One that runs inside of MapInfo is called Compass, by Meridian GIS of Perth. There are others that run outside of MapInfo and have more universal application, including files other than MapInfo files and 3D-GIS packages (two examples are Fractal Technologies' Spatial Data Server and Meridian GIS''s Compass Enterprise, they are both also out of Perth.) Some of these run under an IE-like interface and are quite appealing. All of the ones I have worked with to greater and lesser extents have their shortcomings but certainly warrant testing out. If anyone knows of others I'd be extremely interested. If you want some additional information on any of these let me know.

I think this type of tool is of great importance and in some respects could allow one to circumvent many of the problems of spatial data organization, sharing data across a small group or large enterprise as well as data compliance and related issues.

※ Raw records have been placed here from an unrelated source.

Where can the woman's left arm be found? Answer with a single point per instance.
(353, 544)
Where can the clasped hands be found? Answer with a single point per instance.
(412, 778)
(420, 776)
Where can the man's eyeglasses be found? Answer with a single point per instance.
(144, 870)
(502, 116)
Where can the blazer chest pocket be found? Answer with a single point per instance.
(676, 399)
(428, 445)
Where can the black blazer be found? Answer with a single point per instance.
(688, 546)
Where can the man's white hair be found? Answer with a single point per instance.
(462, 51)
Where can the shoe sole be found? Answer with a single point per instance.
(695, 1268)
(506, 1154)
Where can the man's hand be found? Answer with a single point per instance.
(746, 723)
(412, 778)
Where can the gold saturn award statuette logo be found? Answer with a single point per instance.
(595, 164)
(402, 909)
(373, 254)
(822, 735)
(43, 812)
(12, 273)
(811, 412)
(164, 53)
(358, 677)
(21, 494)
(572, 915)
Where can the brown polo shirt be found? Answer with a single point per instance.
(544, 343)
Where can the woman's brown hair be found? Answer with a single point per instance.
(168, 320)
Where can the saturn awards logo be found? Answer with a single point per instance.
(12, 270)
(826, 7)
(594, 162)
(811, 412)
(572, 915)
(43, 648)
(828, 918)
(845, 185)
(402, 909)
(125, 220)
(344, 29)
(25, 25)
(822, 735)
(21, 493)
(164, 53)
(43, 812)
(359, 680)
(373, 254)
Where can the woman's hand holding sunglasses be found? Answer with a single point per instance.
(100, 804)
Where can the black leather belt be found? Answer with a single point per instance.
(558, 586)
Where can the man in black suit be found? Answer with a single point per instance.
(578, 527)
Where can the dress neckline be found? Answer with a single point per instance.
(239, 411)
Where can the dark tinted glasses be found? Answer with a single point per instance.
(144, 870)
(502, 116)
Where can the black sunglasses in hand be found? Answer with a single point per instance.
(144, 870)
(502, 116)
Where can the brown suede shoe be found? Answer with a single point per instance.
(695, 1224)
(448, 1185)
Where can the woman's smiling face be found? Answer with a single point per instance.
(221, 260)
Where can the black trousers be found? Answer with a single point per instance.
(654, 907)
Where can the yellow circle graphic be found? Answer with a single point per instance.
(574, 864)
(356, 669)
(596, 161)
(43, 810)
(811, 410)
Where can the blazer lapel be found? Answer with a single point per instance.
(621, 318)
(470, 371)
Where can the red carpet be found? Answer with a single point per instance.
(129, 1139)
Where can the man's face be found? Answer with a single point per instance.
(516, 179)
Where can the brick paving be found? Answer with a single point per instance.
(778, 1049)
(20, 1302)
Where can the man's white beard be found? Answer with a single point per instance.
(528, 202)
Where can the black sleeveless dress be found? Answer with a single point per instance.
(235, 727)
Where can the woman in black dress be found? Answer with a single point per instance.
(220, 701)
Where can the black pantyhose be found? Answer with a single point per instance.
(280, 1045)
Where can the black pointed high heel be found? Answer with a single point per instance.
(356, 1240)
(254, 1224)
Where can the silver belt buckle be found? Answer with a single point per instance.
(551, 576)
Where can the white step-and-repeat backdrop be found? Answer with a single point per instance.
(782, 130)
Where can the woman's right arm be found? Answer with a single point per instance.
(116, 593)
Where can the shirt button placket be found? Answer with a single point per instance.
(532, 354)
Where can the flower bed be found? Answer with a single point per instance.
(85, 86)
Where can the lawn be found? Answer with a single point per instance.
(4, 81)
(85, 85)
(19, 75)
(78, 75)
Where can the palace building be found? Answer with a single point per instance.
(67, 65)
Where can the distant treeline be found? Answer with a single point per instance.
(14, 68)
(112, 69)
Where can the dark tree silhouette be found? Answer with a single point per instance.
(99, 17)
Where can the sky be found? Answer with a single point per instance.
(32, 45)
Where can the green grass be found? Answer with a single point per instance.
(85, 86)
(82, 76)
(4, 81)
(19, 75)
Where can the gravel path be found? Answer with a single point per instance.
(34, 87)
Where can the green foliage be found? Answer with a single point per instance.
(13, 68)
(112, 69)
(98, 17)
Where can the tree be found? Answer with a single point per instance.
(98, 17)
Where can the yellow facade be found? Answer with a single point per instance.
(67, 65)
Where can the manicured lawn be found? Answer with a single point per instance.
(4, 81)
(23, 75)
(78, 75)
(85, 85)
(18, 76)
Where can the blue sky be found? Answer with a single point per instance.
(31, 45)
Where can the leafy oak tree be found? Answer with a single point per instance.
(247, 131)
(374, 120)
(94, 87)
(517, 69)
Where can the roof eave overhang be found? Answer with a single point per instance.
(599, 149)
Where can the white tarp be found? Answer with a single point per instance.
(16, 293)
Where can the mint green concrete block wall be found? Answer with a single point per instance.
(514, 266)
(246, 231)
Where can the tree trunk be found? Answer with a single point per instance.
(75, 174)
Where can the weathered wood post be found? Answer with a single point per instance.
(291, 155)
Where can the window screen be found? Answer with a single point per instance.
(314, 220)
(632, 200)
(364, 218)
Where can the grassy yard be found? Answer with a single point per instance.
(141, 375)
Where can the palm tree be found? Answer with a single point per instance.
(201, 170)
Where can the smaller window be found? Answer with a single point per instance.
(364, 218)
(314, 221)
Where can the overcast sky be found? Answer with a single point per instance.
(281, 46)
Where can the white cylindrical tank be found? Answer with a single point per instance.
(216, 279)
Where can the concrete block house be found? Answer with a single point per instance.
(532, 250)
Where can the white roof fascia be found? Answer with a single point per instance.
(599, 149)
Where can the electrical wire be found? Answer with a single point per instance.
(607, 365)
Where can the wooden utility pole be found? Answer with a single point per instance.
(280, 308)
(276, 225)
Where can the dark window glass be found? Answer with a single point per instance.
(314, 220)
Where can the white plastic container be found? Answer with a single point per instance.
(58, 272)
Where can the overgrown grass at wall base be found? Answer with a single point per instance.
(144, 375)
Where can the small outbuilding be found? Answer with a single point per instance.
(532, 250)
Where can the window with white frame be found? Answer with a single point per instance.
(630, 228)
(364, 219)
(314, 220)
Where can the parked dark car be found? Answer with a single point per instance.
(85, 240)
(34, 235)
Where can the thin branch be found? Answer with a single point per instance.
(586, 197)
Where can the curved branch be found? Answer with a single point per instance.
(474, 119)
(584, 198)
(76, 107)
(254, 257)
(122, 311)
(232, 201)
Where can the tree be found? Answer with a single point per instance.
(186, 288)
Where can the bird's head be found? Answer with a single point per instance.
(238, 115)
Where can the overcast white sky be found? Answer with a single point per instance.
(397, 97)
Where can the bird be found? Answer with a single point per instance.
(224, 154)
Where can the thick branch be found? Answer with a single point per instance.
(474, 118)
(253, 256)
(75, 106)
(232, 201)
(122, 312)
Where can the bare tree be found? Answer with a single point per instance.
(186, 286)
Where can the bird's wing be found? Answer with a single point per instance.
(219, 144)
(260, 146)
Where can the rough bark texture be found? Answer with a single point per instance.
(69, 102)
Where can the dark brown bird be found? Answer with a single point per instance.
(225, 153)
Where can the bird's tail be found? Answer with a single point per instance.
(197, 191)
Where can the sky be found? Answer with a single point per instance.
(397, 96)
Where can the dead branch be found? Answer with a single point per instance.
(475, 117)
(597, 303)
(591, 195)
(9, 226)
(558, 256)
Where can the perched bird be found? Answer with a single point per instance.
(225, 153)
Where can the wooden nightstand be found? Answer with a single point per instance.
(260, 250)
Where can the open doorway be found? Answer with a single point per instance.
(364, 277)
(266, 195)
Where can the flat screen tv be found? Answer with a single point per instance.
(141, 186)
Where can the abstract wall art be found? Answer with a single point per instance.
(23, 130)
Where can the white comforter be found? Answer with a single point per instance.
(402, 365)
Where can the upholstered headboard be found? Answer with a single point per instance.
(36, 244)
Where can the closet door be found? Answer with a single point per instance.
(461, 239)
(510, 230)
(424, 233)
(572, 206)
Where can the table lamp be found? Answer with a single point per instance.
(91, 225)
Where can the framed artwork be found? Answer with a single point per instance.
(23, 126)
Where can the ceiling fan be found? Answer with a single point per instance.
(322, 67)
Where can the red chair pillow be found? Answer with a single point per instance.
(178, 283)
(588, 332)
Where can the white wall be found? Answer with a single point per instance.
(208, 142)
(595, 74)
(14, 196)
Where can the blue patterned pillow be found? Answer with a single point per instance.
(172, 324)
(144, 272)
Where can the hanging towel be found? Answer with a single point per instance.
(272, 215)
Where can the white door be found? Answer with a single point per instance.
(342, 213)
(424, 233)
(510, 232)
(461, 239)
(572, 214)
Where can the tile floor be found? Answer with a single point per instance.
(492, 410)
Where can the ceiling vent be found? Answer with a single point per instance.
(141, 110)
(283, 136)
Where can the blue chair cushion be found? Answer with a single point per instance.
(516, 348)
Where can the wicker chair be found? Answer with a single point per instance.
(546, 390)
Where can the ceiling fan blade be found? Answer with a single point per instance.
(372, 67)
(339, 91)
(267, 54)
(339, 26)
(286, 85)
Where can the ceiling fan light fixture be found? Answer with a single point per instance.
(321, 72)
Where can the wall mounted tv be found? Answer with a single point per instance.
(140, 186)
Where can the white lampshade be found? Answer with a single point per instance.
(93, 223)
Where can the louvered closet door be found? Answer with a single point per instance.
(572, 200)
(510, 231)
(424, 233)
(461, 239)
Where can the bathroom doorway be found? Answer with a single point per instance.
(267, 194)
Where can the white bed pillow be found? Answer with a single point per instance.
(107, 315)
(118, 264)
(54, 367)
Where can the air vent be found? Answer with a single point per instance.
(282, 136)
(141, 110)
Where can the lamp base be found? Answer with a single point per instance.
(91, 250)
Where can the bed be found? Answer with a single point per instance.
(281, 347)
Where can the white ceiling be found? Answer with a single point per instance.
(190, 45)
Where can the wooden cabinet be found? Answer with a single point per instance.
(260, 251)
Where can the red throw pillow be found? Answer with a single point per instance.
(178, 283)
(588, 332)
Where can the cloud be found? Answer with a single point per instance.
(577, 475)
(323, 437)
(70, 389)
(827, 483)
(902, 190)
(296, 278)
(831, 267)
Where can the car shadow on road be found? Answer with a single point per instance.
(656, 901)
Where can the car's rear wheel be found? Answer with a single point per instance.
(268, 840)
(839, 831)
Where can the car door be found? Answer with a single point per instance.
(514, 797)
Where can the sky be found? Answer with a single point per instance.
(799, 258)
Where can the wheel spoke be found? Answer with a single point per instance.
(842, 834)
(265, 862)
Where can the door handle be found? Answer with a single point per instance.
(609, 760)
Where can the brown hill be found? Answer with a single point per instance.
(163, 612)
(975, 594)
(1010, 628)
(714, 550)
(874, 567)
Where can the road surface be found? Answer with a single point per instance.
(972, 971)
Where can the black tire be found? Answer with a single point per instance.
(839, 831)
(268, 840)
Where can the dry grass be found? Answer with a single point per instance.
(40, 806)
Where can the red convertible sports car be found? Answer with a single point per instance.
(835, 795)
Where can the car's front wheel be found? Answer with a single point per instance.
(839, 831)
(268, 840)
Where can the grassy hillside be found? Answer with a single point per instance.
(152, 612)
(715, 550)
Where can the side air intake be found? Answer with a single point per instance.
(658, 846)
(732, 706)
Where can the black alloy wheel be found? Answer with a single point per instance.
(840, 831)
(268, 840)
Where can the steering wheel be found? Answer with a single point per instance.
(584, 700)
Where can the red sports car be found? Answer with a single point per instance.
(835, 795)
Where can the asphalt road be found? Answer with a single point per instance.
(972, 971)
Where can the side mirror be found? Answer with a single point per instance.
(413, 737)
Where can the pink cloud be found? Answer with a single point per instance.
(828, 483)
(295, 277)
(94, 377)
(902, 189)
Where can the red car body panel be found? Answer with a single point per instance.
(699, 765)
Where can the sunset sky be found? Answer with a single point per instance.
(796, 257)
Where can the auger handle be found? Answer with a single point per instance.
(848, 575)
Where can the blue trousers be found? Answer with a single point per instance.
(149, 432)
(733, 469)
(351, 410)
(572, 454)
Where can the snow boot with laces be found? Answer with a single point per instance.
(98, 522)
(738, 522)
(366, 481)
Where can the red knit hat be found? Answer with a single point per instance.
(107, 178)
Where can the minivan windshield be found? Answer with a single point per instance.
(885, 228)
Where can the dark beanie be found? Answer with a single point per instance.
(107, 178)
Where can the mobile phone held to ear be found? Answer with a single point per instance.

That said, for our use in Earth Sciences (specifically mining and exploration) the directory structure that works best is one that matches the end-users' needs and framework. For us the highest level is Geographic and from there drills down to repeated categories of topical information on a project by project basis and gaining more detail as one drills down through the structure (e.g., North America/Mexico/Projects/GoldDepositA/Geochemistry or /Geophysics or/Topographyor /Geology or /Imagery/ASTER etc...) Data sets that superseded individual areas are stored higher in the geographic classification (e.g. North America/Mexico/Geology or /Topography data sets apply to the country level) and so on...

Cinda Graubard
GeoMax

 At 07:28 AM 3/7/2006, Bill Thoen wrote:
On Tue, Mar 07, 2006 at 12:07:23PM +1000, [EMAIL PROTECTED] wrote:
> I'm about to re-arrange the spatial data on my file server and rather
> than make arbitary decisions about placement, I wanted to adhere to any
> internationally-accepted standards on categories of spatial data.
>
> Under a directory \GISDATA I wanted to place various sub-directories, in
> order to divide up the spatial data in a meaningful way.
>
> What should these sub-directories be?
> Is there a metadata standard that divides spatial data into meaningful
> cateogories?

There is no standard for this because there are more than one way to
organize spatial data. A typical scheme would be to develop a hierarchy
based on location: continent/nation/state/county/city, or whatever politcal
divisiions work for each area. Then again, you may want to subdivide data
by vendor and/or format (TAB vs Shape, etc.) or resolution. Sometimes
you'll have to consider temporal or thematic dimensions. You might also
have disk space or user access issues so you may have to manage a library
across several physical disk drives.

Then there's special problems that confound spatial hierarchies. For
example, how do you handle a theme like aerial imagery that has no physical
or logical boundary? Or what about themes that have overlapping boundaries
(like data organized by quad sheets which doesn't neatly line up with
county boundaries?) Then there's data developed for special projects that
may have completely arbitrary boundaries, temporal and user access issues,
vendor and format variations and often unique or synthesized themes.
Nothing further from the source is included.